As is clear from Table 1, in contrast to (B) the comparative example in which the compound represented by the chemical formula (b1) is not contained, the examples in which the compound is contained have a short development time of the photosensitive resin composition and are good. It can be seen that it shows lithography performance.

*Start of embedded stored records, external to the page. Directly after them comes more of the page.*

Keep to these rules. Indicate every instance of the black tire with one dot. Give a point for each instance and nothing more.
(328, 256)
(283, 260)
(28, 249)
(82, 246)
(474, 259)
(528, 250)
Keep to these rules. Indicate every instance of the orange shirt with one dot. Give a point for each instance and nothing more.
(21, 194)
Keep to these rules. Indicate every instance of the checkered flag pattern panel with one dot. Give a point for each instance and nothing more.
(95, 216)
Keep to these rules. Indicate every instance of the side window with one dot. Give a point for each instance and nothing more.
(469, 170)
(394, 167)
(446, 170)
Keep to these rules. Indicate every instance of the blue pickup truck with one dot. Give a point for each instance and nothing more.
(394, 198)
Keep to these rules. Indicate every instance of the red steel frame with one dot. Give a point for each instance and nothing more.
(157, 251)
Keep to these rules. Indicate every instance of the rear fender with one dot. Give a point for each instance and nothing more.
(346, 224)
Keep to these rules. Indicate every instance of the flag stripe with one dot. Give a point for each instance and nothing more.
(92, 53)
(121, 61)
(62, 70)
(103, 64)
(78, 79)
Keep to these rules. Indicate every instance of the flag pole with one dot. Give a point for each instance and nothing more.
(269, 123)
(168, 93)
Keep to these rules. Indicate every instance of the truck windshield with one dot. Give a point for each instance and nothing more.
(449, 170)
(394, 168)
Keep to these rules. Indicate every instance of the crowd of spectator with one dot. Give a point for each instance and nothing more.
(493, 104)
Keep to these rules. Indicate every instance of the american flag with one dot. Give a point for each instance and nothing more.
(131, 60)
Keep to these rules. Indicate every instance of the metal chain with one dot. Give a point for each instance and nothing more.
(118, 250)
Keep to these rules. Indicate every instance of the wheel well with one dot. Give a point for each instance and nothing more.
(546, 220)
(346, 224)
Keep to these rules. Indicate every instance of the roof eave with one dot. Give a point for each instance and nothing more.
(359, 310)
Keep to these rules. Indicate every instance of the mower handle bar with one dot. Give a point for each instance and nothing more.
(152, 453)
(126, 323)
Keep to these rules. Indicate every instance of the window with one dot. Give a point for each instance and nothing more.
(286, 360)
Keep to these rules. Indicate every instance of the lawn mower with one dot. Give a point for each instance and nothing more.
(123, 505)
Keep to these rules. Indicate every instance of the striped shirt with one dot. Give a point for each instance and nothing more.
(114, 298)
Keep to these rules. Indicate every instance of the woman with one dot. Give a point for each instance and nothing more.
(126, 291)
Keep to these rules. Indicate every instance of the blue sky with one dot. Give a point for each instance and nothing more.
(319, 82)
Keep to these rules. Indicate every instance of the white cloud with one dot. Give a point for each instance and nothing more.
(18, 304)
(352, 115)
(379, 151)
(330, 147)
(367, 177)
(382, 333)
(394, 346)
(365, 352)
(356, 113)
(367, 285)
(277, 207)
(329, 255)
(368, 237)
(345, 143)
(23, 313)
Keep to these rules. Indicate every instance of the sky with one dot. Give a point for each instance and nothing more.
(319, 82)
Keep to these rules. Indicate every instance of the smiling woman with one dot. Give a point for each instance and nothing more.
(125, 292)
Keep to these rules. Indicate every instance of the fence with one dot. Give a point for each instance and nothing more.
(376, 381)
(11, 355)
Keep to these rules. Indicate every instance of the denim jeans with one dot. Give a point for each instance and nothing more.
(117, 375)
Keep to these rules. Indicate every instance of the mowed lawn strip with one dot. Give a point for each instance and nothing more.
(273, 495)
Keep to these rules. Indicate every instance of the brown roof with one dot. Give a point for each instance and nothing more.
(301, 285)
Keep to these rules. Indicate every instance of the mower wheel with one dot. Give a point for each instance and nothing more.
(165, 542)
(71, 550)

The resin composition of the present invention can be suitably used as, for example, a semiconductor device having a copper pattern, a surface protective film for a multilayer wiring substrate, an interlayer insulating film, an insulating film for rewiring, a cover coat, and a solder resist film.

Claims (11)

The following ingredients;
(A) At least one resin selected from the group consisting of polyamic acid, polyamic acid ester, polyamide, polyamide-imide, and polyimide, which are polyimide precursors: 100 parts by mass,
(B) Chemical formula (b1):

(R1 in the formula represents a hydrogen atom, a monovalent organic group of an alkyl group having 1 to 12 carbon atoms, and is an integer of n = 1 to 10), and contains a compound represented by n = 1 to 10. At least one compound selected from: 0.01 to 10 parts by mass, as well as
(C) A negative photosensitive resin composition comprising 0.5 to 30 parts by mass of a photosensitive agent. The resin (A) has the following general formula (1):

{In the formula, X1 is a tetravalent organic group, Y1 is a divalent organic group, n1 is an integer of 2 to 150, and R1 and R2 are independently hydrogen atoms, respectively. Or the following general formula (2):

(In the formula, R3, R4 and R5 are independently hydrogen atoms or organic groups having 1 to 3 carbon atoms, and m1 is an integer of 2 to 10). A group or a saturated aliphatic group having 1 to 4 carbon atoms. }, A polyimide precursor having a structure represented by
The following general formula (3):

(In the formula, X2 is a trivalent organic group having 6 to 15 carbon atoms, and Y2 is a divalent organic group having 6 to 35 carbon atoms and has the same structure or a plurality of structures. R6 is an organic group having at least one radically polymerizable unsaturated bonding group having 3 to 20 carbon atoms, and n2 is an integer of 1 to 1000.)
The negative photosensitive resin composition according to claim 1, which is at least one resin selected from the group consisting of the polyamide having the structure represented by. (B) The negative photosensitive resin composition according to claim 1 or 2, wherein R1 of the compound represented by the chemical formula (b1) is a monovalent organic group of an alkyl group having 1 to 12 carbon atoms. The negative type photosensitive according to any one of claims 1 to 3, which contains 0.05 to 5 parts by mass of the compound represented by (B) the chemical formula (b1) based on 100 parts by mass of the (A) resin. Sex resin composition. A group containing (D) a solvent, wherein the (D) solvent consists of γ-butyrolactone, γ-valerolactone, 3-methoxy-N, N-dimethylpropionamide, and 3-butoxy-N, N-dimethylpropionamide. The negative photosensitive resin composition according to any one of claims 1 to 4, which comprises at least one selected from. The negative photosensitive resin composition according to claim 5, wherein the solvent (D) contains an alcohol compound having 1 to 12 carbon atoms. (1) A step of forming a photosensitive resin layer on a substrate by applying the photosensitive resin composition according to any one of claims 1 to 6 onto the substrate.
(2) The step of exposing the photosensitive resin layer and
(3) A step of developing the photosensitive resin layer after the exposure to form a relief pattern, and
(4) A cured film obtained through a step of forming a cured relief pattern by heat-treating the relief pattern. (B) Chemical formula (b1):

(R1 in the formula represents a hydrogen atom or a monovalent organic group of an alkyl group having 1 to 12 carbon atoms, and takes an integer of n = 1 to 10). The compound according to claim 8, wherein in the chemical formula (b1), the R1 is one selected from the group consisting of a methyl group, an ethyl group, and an isopropyl group. The compound according to claim 8 or 9, wherein in the chemical formula (b1), n = 2 to 5. A composition comprising all of the compounds having n = 2 to 5 in the chemical formula (b1) according to any one of claims 8 to 10.